How to help clients prepare for the mansion tax

How to help clients prepare for the mansion tax

What was once a big price for homes may soon snag some of your clients with a relatively new tax. So far, only a few jurisdictions impose a mansion tax, an additional surcharge on homes sold for prices above a certain threshold.

As localities scramble for more sources of revenue, this tax – which supposedly targets only a tiny, yet wealthy slice of the taxpaying public – may catch on nationwide.

Home sales are tempting targets for taxation: Values are easier to measure than, say, interests in a business; homes also generally can’t be moved or easily transferred, unlike securities or accounts.

Proponents say mansion taxes level the tax playing field, dinging buyers of posh homes and generating money for schools, roads, and affordable housing. As an aside, the nation’s first mansion tax, in New York City, was created in 1989 in the depths of a recession to fill public coffers. The Urban Institute estimated that some states stand to bring in billions through the tax, especially those with well-heeled cities such as New York, Massachusetts, and California.

What is a mansion tax?

Your clients are familiar with property taxes, usually levied as a flat percentage of a property’s assessed value regardless how high the value. Income taxes, of course, have a rate that rises with income, and most real estate deals also incur a transfer tax.

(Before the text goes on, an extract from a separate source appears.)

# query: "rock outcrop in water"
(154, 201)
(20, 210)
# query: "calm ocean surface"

Localities tend to levy mansion taxes – which travel under different names – on homes that sell above a certain price.

Here are some examples:

  • New Jersey: A gradually increasing transfer tax applies different rates to homes less than and more than $350,000, plus a 1 percent tax on homes sold with a value of more than $1 million.
  • New York: A flat real estate transfer tax, plus an additional 1 percent of the property’s sale value is assessed for sales of residences worth $1 million or more. Residential properties bought and sold in New York City only are subject to an incremental rise on purchase prices of $2 million or more, to 3.9 percent for properties sold at $25 million or more (that includes the New York state tax).
  • Connecticut: A transfer tax of 0.75 percent kicks in for homes valued at less than $800,000, then 1.25 percent for homes valued at $800,000 to $2.5 million. Starting in July 2020, the rate increases to 2.25 percent on sale prices exceeding $2.5 million.
  • Hawaii: “Conveyance” taxes gradually increase based in a property’s sale value, from $600,000 to $10 million (as much as $1.25 per $100 of the purchase price for the latter).
  • Vermont: The transfer tax applies 1.25 percent to the portion of the property valued above $100,000.
  • District of Columbia: Legislation upped the Real Estate Deed Recordation Tax and the Real Property Transfer Tax on the recording of certain commercial and mixed-use real estate transfers and security interests. The total combined rate on certain real estate transfers is 5 percent.
  • Washington: The state’s transfer tax now has sharply higher graduated increases for homes sold that are worth $1.5 million and up.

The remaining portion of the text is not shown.